Ces événements ont ouvert la voie à d’autres accusations, notamment contre la directrice du département de biologie du CNRS, Catherine Jessus, et la présidente par intérim du CNRS, Anne Peyroche. Leurs sanctions ont été jugées moins sévères que celles infligées à Voinnet.
En réaction à ces scandales, l’État a missionné Pierre Corvol, un reconnu administrateur du Collège de France, pour élaborer un rapport en 2016. Ce dernier a servi de fondement à la réforme des pratiques de gestion des manquements à l’intégrité scientifique.
UN THERMOMÈTRE DES DYSFONCTIONNEMENTS DE LA RECHERCHE
Depuis le rapport Corvol, des mesures concrètes ont été instituées. L’intégrité scientifique est désormais définie par la loi comme l’assurance du « caractère honnête et scientifiquement rigoureux » des recherches, ce qui laisse chaque discipline adapter cette définition. Tous les organismes de recherche ont désigné un référent chargé d’examiner toute accusation de manquement.

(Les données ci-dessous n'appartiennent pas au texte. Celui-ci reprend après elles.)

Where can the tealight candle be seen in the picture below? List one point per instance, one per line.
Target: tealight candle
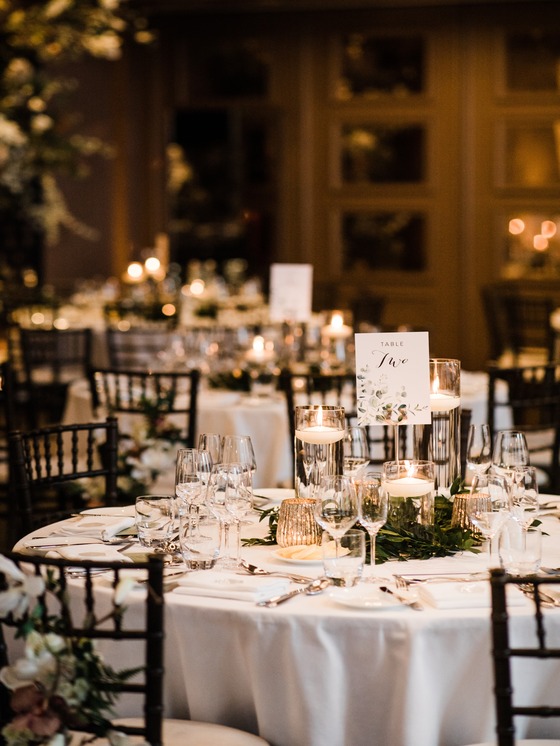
(320, 434)
(337, 329)
(259, 353)
(443, 402)
(409, 486)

130 manquements à l’intégrité scientifique dans la recherche française en 2022 et 2023.
Récemment, l’Office français de l’intégrité scientifique (Ofis) a été mis en place pour assurer une approche harmonisée des politiques d’intégrité. Leurs recommandations, publiées le 21 juillet, visent à « renforcer l’équité et la transparence » lors du signalement des manquements.
Le 28 mai, l’Ofis a présenté son premier rapport sur le traitement des manquements, que l’on espère devenir une référence pour évaluer les dysfonctionnements dans la recherche.

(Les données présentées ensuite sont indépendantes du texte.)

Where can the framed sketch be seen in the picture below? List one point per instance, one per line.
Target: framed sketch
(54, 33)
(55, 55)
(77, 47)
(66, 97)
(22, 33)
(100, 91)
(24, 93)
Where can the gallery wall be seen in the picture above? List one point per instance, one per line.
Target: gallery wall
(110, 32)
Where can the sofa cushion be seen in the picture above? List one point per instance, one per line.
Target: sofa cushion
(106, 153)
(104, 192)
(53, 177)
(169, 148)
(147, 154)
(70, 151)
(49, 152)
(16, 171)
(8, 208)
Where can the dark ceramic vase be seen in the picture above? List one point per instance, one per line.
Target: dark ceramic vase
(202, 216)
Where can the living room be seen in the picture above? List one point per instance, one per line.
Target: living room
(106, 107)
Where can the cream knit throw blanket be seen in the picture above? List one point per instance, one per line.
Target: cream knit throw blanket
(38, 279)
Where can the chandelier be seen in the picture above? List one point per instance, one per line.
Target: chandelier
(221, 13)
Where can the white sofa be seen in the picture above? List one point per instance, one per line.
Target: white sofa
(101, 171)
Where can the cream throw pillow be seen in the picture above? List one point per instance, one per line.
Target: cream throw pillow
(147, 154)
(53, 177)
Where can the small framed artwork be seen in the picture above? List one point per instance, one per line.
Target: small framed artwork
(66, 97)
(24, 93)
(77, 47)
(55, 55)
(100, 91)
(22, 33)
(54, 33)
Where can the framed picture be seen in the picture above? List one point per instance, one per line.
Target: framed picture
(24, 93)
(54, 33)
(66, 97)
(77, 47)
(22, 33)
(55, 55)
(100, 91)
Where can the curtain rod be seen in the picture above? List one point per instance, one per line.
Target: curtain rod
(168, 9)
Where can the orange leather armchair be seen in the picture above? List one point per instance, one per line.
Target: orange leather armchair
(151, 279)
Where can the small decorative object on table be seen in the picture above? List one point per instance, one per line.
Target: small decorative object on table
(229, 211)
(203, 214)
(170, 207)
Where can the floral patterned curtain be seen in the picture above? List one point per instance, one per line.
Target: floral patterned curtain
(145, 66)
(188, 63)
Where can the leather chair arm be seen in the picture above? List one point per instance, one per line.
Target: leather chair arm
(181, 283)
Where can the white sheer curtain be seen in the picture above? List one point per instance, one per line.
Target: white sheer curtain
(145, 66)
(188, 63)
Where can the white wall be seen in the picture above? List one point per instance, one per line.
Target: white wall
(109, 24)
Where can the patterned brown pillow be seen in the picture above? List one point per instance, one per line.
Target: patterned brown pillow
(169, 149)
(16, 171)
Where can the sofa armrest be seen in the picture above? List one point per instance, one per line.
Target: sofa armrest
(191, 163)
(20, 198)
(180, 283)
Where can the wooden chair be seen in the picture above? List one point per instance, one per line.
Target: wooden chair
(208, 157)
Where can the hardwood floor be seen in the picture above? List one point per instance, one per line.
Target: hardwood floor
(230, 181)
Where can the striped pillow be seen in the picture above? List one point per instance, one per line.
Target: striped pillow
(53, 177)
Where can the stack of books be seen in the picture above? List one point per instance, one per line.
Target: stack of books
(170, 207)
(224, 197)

Pour 2022 et 2023, le rapport fait état d’au moins 130 manquements à l’intégrité scientifique, une estimation qui pourrait être sous-évaluée, à cause d’une réponse incomplète d’un tiers des établissements. Néanmoins, plusieurs grandes institutions ont fourni des données.
La biologie, la médecine, et les sciences humaines et sociales en tête.
Les domaines les plus touchés comprennent la biologie et la médecine (55 cas) ainsi que les sciences humaines et sociales (32 cas), tandis que la physique et les mathématiques arrivent très loin derrière (4 et 2 cas respectivement). Les manquements se divisent entre :
- Conflits d’auteurs pour la signature d’article (40 cas)
- Plagiats (32 cas)
- Falsifications de résultats (18 cas)
- Mauvaise gestion des données (11 cas)
- Violations éthiques (6 cas)
- Non déclaration de conflits d’intérêt (6 cas)
- Fabrication de données (1 cas)
- Situations variées (11 cas)
FRAUDE ET PLAGIAT, MÊME COMBAT ?
Ce recensement illustre l’approche européenne des méconduites scientifiques. Contrairement aux États-Unis, où la fraude se limite aux cas de falsification et plagiat, l’Europe prend en compte une multitude de comportements qualifiés de pratiques de recherche questionnables.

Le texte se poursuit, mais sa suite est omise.